8. A CCRI e seus camaradas na Ucrânia e na Rússia têm apoiado consistentemente a guerra de defesa nacional da Ucrânia contra a invasão de Putin. Na primavera de 2022, a CCRI (co)organizou três comboios de solidariedade para apoiar a resistência ucraniana e participou de uma conferência do Primeiro de Maio em Lviv. Ao apoiar a luta de libertação nacional da Ucrânia, reconhecemos o direito do país de obter armas de onde for possível, inclusive de potências ocidentais. Como nossos camaradas na Rússia, trabalhando nas condições mais difíceis de uma ditadura, corretamente apontam, uma derrota do exército de Putin enfraqueceria seu regime bonapartista e melhoraria as condições para a luta democrática e econômica das massas.
9. Ao mesmo tempo, sempre apontamos a dupla natureza da guerra, uma vez que a OTAN tentou usar o conflito para seus próprios interesses imperialistas contra sua rival russa. Portanto, combinamos nosso apoio à Ucrânia com a oposição às políticas de agressão imperialista, sanções e armamento de qualquer grande potência. Além disso, embora apoiemos a luta militar da Ucrânia, rejeitamos qualquer apoio político ao regime burguês, pró-Ocidente e antidemocrático de Zelensky.
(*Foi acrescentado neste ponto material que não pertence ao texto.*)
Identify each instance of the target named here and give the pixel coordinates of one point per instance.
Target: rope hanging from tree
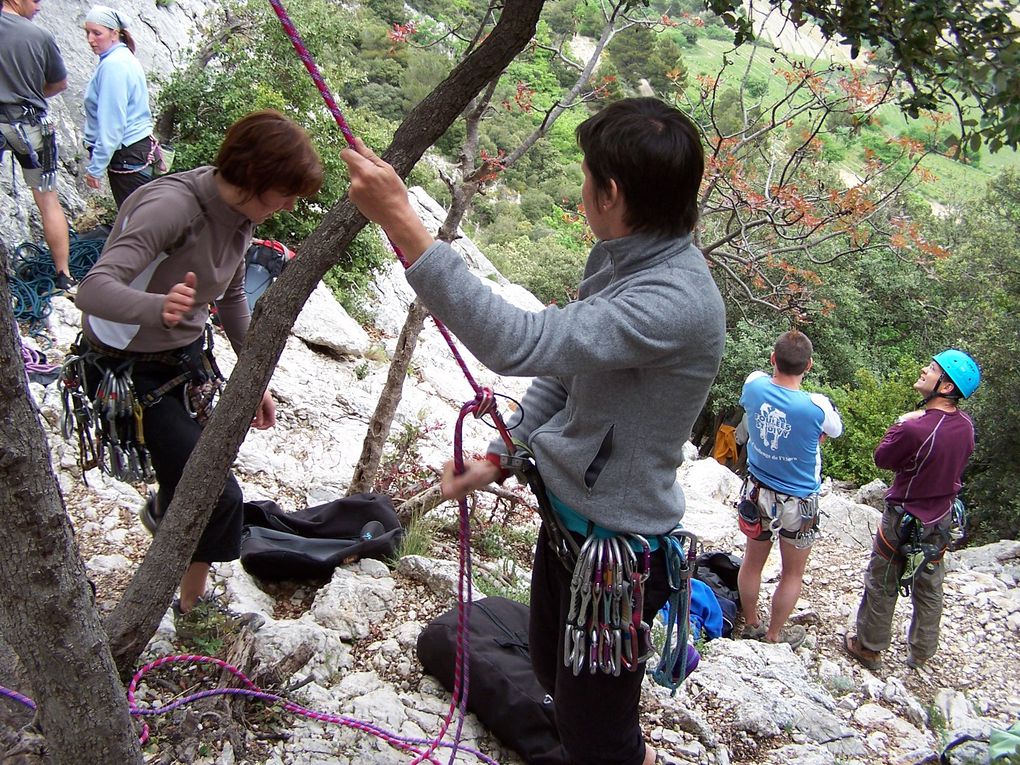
(483, 404)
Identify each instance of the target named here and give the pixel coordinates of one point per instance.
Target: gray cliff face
(163, 36)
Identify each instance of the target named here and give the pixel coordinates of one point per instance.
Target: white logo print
(771, 423)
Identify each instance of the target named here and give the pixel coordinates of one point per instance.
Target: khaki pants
(881, 589)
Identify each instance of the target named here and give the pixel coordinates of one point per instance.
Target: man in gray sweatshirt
(620, 375)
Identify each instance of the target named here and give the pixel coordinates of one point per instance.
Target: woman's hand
(477, 473)
(265, 415)
(180, 300)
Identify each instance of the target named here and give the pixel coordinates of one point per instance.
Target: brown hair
(793, 352)
(126, 39)
(266, 151)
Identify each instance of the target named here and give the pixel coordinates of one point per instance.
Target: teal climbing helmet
(961, 369)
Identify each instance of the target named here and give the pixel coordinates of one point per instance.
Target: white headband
(106, 16)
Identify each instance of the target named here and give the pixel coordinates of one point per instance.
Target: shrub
(868, 407)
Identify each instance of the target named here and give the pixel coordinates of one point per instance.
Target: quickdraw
(910, 554)
(672, 667)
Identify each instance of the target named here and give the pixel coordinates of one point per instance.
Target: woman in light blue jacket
(117, 119)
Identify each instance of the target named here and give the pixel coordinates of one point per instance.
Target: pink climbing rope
(480, 406)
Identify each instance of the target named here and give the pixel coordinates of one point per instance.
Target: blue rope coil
(32, 277)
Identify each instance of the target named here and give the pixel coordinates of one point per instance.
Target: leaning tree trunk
(47, 613)
(386, 408)
(462, 195)
(137, 616)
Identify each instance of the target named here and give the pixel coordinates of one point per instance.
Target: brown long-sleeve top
(174, 224)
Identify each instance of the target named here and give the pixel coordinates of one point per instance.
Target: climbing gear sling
(102, 409)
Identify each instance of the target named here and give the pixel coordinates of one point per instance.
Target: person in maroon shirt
(927, 450)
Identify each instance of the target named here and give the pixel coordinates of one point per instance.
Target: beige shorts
(791, 518)
(15, 136)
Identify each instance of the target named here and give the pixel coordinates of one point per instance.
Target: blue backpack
(264, 261)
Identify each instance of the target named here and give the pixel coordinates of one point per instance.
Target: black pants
(597, 715)
(170, 436)
(136, 155)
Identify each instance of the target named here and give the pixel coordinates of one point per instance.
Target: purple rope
(251, 691)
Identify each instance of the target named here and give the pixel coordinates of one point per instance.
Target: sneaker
(65, 283)
(150, 514)
(794, 635)
(208, 622)
(870, 659)
(753, 631)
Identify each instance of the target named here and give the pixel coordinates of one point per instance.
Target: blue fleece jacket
(116, 107)
(620, 373)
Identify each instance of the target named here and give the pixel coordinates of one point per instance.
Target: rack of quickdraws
(605, 624)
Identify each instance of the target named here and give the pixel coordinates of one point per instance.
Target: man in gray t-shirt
(31, 71)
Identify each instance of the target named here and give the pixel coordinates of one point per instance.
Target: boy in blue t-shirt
(779, 498)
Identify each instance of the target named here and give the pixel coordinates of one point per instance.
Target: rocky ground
(346, 647)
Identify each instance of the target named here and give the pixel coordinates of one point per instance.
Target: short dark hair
(793, 352)
(266, 151)
(654, 154)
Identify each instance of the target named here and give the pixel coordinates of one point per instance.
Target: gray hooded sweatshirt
(620, 373)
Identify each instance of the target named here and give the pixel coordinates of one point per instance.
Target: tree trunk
(137, 616)
(386, 408)
(462, 195)
(47, 612)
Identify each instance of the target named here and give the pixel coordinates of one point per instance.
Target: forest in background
(824, 206)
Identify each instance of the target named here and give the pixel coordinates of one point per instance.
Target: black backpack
(311, 543)
(503, 692)
(719, 570)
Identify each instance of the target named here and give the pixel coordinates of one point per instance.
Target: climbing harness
(752, 520)
(680, 548)
(913, 552)
(521, 462)
(605, 625)
(106, 418)
(45, 158)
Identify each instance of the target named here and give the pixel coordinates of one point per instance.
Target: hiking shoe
(794, 635)
(870, 659)
(753, 631)
(65, 283)
(150, 515)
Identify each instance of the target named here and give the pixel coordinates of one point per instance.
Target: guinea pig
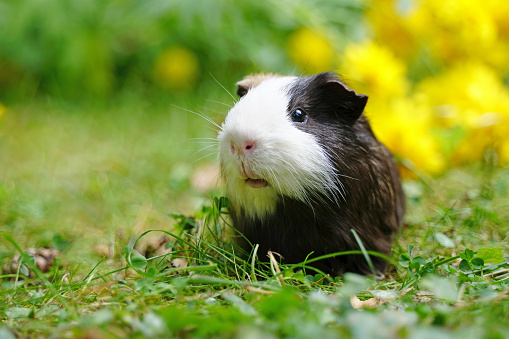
(302, 167)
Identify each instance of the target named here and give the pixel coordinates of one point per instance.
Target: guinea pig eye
(299, 116)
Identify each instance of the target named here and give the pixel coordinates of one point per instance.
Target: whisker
(221, 103)
(203, 149)
(206, 155)
(234, 99)
(198, 114)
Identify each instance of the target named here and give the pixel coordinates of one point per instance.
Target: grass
(110, 188)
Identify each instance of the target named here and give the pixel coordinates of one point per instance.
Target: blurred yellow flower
(373, 69)
(404, 126)
(310, 50)
(472, 97)
(176, 68)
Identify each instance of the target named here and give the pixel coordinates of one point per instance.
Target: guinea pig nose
(249, 146)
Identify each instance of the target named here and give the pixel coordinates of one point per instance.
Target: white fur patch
(289, 159)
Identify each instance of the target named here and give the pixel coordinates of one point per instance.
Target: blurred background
(95, 95)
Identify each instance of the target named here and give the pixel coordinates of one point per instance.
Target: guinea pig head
(275, 141)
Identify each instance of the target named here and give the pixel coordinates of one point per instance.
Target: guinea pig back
(302, 167)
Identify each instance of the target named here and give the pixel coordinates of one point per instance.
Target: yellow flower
(470, 96)
(404, 126)
(176, 68)
(310, 50)
(373, 69)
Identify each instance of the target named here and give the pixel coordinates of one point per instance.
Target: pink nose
(246, 147)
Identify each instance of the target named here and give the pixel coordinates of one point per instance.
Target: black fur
(373, 202)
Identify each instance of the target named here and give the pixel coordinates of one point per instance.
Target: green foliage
(169, 270)
(94, 48)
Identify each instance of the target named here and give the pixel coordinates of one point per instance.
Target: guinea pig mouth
(256, 183)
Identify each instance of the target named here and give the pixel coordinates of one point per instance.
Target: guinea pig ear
(251, 81)
(242, 88)
(352, 104)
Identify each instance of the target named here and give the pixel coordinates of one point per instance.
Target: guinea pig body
(302, 168)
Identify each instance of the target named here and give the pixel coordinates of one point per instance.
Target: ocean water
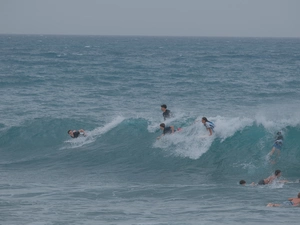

10. Rejeitamos veementemente o mito propagado pelos nacionalistas burgueses na Ucrânia de que o país seria forçado a se subordinar ao imperialismo ocidental para resistir aos invasores russos. A história tem demonstrado repetidamente que povos oprimidos, travando uma guerra de libertação nacional, podem derrotar uma potência imperialista sem a ajuda de outro imperialista estrangeiro. Considere os povos afegão e iraquiano que expulsaram os invasores americanos. Ou observe o heroico povo palestino em Gaza — um pequeno enclave do tamanho da cidade de Viena — que tem desafiado os ocupantes sionistas por quase dois anos, apesar de ter vivenciado um dos piores genocídios da história moderna!
11. Para defender com sucesso a Ucrânia dos invasores russos, o país necessita a) ser expurgado de oligarcas e burocratas corruptos e b) conquistar a independência dos imperialistas ocidentais. Pela nacionalização das grandes empresas industriais, financeiras, de transporte e energia sob controle dos trabalhadores; pelo cancelamento da dívida da Ucrânia; pelo fim da Lei Trabalhista reacionária; não à adesão à OTAN e à UE, e não às tropas militares ocidentais na Ucrânia! Mais importante ainda, os governos burgueses e pró-ocidentais zelenskianos precisam ser substituídos por um governo operário baseado em conselhos populares e milícias. Tal governo deve preparar uma guerra popular para expulsar os invasores. Ao mesmo tempo, apelamos ao movimento operário e popular internacional para que apoie o povo ucraniano e denuncie os governos ocidentais por pressionarem Kiev a capitular. "Guerra Popular" e "Governo Popular": estas são as palavras de ordem fundamentais do próximo período!